While the poster protests were initially criticizing who were allowed to hang on the walls of museums and galleries, this focus has developed into guerrilla girls and other artist activists who are now lying carefully about the guarantee of funding and the location of donors to make money. In 2019, American art photographer and activist Nan Goldin held a protest in Guggenheim, sending thousands of prescriptions into the atrium to protest the museum’s acceptance of donations from the Sackler Family, who owns Purdue Pharma, who owns the manufacturer of Priscription Painkiller Xyycontin, accused of being our OpioId Crisioid crisioid crisioid opioid crisioId crisioId crisioId crisio crisio crisio crisio crisio crisio crisio crisio crisio crisio crisio crisio crisio crisio crisio crisio crisio crisio crisio crisio crisio crisio crisio crisio crisio crisio crisio crisio crisio crisio crisio crisio crisio crisio crisio crisio crisio crisio crisio crisio crisio crisio crisio crisio crisio crisio crisio crisio crisio crisio crisio crisio crisio crisio crisio crisio crisio crisio crisio crisio crisio crisio crisio crisio crisio crisio crisio crisio crisio crisio crisio crisio crisio crisio crisio crisio crisio crisio crisio crisio crisio crisio crisio crisio crisio crisio crisio crisio crisio crisio crisio crisio crisio crisio Protests in the documentary "Beauty and Bloody".

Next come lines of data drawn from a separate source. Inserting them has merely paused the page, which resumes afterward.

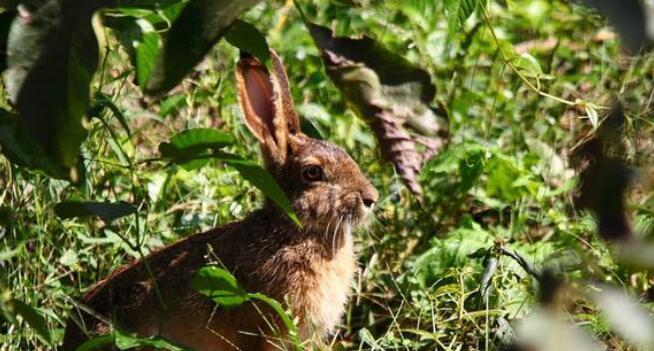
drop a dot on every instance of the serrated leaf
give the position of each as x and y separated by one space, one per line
457 12
52 57
107 211
199 26
220 286
390 94
247 37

The work of the guerrillas has also evolved to deal with a wider range of issues, address environmental issues and expand its iconic style globally. The founding members operate like a cell and collaborate internationally, with approximately 60 contributors in Asia, Latin America and Europe. In March this year, they created a poster with the Bulgarian Women's Foundation. Shouldn't they get a small portion of the government? Criticizes the government's lack of representation in women.
Tracking progress is difficult. Over the years, the guerrilla girls revisited the posters that put them in focus and made a narrative. This is a shocking comment about how little changes have changed despite public pressure. Between 1989, 2005 and 2012, the number of female nudes in MET decreased - but the number of female artists actually shrunk. Of course, this is not the indication of every institution, but as usual, the message is clear: there is more to do.
When asked why she was named after a German artist, Kollwitz said: "I chose her because she was a political artist, and it was also what I think of as a guerrilla girl and myself." The real Käthe Kollwitz focused on women, born in 1867 and was very anti-war. Styleally, her work is very different from guerrilla girls, but the themes overlap.
Guerrilla girls stay active, and the threshold for 40 years is a time for reflection, but also for outlook. You might expect someone who has been struggling with a snail-like progress for decades will be exhausted, but Corvitz says the challenge of progress is inspiring collectively. In November, they will be on display at the Getty Research Institute in Los Angeles and are working on a graphic novel. "We will never stop having trouble," she said. "Our battle is not over yet."